Le métier de concepteur FPGA exige une variété de compétences qu’il m’est bien sûr impossible de résumer en une page. Il existe cependant quelques lignes directrices générales qui s’appliquent tout particulièrement à cette profession. J’ai essayé de les condenser en cinq règles d’or pour la conception FPGA.

Règle n° 1 : Sachez ce que vous faites

C’est la première règle, et la plus difficile à respecter. Elle suppose de comprendre ce que signifie chaque ligne de code, chaque contrainte ou commande de configuration, et quelles en sont les implications. C’est comprendre la théorie sous-jacente de la conception logique, et la manière dont les outils de conception réagissent à ce qu’on leur donne.

C’est tout le contraire de la méthode essai/erreur, que les fournisseurs d’outils de développement high-tech encouragent implicitement en proposant des débogueurs, des simulateurs et toute une panoplie d’outils commercialisés avec l’argument « c’est facile ».

Il n’est pas rare de développer un logiciel en griffonnant quelques lignes, en faisant un essai avec le débogueur, en voyant ce que ça donne, en corrigeant, puis en recommençant. De temps en temps, des extraits de code trouvés dans des exemples sur Internet sont aussi copiés-collés dans le logiciel. Cette habitude de travail itérative peut être assez productive avec des logiciels simples, comme la création de sites web ou d’applications pour smartphones : les petits bugs ne sont pas bien graves et peuvent être corrigés au fur et à mesure, du moins c’est l’attitude courante.

Mais plus le logiciel est sophistiqué, plus cette méthode mène vite à une impasse. Et quand il s’agit de conception FPGA, les pratiques de développement itératif ont tendance à se retourner rapidement et durement contre vous. Les outils de conception FPGA sont loin d’aider à prévenir les erreurs graves ou à en avertir. Vous êtes tout à fait libre de tout gâcher complètement : les outils ne vous mettront pas de bâtons dans les roues.

Règle n° 2 : Garantir que ça fonctionne

Ou : « ça marche » ne suffit pas.

Un FPGA est un circuit électronique, pas un ordinateur. Il est néanmoins tout aussi reproductible et fiable si certains principes de conception sont respectés (voir règle n° 1). Sinon, il peut très bien vous jouer des tours vicieux, pour une raison apparente ou sans aucune raison.

L’absence de bug visible ne prouve pas qu’il n’y a pas de problème — cela vaut dans tous les domaines. Par exemple, si votre plombier termine son travail et qu’aucune fuite ne s’écoule du tuyau, cela ne veut pas dire que le travail a été bien fait.
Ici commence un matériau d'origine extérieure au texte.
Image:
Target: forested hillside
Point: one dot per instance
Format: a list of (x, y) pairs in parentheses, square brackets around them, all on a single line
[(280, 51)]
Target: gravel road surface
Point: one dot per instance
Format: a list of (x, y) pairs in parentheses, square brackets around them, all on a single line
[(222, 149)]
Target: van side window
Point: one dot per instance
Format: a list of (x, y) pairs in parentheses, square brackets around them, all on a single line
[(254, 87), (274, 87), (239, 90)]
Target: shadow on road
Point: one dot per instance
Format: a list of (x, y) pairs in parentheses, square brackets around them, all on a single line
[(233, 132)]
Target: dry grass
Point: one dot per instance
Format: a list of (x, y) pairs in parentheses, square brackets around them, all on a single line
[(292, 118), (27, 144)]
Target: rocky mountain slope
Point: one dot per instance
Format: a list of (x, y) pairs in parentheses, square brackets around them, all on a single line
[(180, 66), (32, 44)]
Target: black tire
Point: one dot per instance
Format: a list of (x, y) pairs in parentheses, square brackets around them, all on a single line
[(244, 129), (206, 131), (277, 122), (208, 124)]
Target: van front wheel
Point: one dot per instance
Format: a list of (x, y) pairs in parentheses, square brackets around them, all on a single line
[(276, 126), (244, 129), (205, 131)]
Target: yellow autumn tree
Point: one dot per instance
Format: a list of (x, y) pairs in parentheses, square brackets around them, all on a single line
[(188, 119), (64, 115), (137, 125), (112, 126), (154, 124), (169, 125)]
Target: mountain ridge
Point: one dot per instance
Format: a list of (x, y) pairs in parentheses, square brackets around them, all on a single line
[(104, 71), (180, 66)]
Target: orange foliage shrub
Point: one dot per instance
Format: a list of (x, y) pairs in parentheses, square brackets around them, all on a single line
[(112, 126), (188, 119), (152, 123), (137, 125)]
Le tuyau peut se mettre à fuir plus tard parce que la pression de l’eau a augmenté, ou parce que quelqu’un l’a touché par accident.

Et pourtant, nous tombons tous dans le piège qui consiste à faire un test rapide, ou plus poussé, et à considérer que c’est terminé dès que tout semble correct. C’est à peu près acceptable pour une fuite d’eau, pour développer un site web simple ou même un logiciel qui ne fait pas partie d’une application critique. Mais pour un FPGA, ce n’est tout simplement pas suffisant.

Développer une conception pour un FPGA, c’est garantir que la conception fonctionnera. C’est amener les outils de conception à produire un flux de bits (bitstream) infaillible en utilisant les techniques qu’ils offrent pour atteindre précisément cet objectif.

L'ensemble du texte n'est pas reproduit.